Eloi Chevallier1, Matthias Büchler2, Sophie Caillard3, Nicolas Bouvier4, Charlotte Colosio5, Joseph Rivalan6, Johnny Sayegh7, Dominique Bertrand8, Yannick Le Meur9, Antoine Thierry10, Cyril Garrouste11, Jean-Philippe Rerolle12, Lionel Rostaing13, Philippe Gatault2
Author information
1Department of Nephrology, Hemodialysis, Apheresis and Kidney Transplantation, CHU Grenoble-Alpes, Grenoble, France; Grenoble-Alpes University, Grenoble, France.
2Department of Nephrology and Clinical Immunology, CHU Tours, Tours, France.
3Department of Nephrology, Strasbourg University Hospital, Strasbourg, France.
4Department of Nephrology, Caen University Hospital, Caen, France.
5Department of Nephrology, Reims University Hospital, Reims, France.
6Department of Nephrology, Rennes University Hospital, Rennes, France.
7Department of Nephrology, Angers University Hospital, Angers, France.
8Department of Nephrology, Rouen University Hospital, Rouen, France.
9Department of Nephrology, Brest University Hospital, Brest, France.
10Department of Nephrology, Poitiers University Hospital, Poitiers, France.
11Department of Nephrology, Clermont Ferrand University Hospital, Clermont Ferrand, France.
12Department of Nephrology, Limoges University Hospital, Limoges, France.
13Department of Nephrology, Hemodialysis, Apheresis and Kidney Transplantation, CHU Grenoble-Alpes, Grenoble, France; Grenoble-Alpes University, Grenoble, France. Electronic address: lrostaing@chu-grenoble.fr.
Abstract
Purpose: Kidney transplant recipients (KTRs) are frequently infected with chronic hepatitis C virus (HCV), which can increase the risk of graft loss. Active HCV infections among KTRs are associated with shorter survival times. The emergence of very efficient interferon-free treatments (direct-acting antivirals [DAAs]) has revolutionized prognoses for chronic viral hepatitis. We performed a multicenter study where HCV (+)/RNA (+) KTRs were followed up and either received DAAs (group A) or not (group B) according to the transplant center. The aim was to assess, in a real-life setting, the impact of DAA therapy and to compare these results with those from HCV RNA (+) KTRs where HCV infection was not treated during the same period.
Methods: This study included 66 patients from 11 centers: 44 patients (66.7%; group A) received DAAs, whereas 22 patients did not (group B); the 2 groups were comparable according to baseline data. Most patients (88.6%) received sofosbuvir, 50% received ledipasvir, and 34.7% received daclatasvir. The duration of treatments ranged from 8 to 24 weeks.

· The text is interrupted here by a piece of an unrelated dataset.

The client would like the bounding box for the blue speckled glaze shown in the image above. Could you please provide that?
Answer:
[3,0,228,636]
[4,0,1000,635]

Results: HCV RNA clearance (ie, a sustained virologic response) was observed in 95.4% of treated patients. Eradication of HCV led to a significant decrease in liver enzymes (50% reduction for alanine aminotransferase [P ≤ .001] and 41% for gamma glutamyl transpeptidase [P < .001]). Conversely, liver enzymes did not decrease in group B. Death occurred significantly more frequently in nontreated than treated patients (3 in group B vs none in group A, P = .003). Of the 10 treated patients with severe renal impairment before DAA therapy, 6 experienced graft loss.
Conclusion: DAAs are very effective at treating chronic HCV and have an excellent tolerance profile.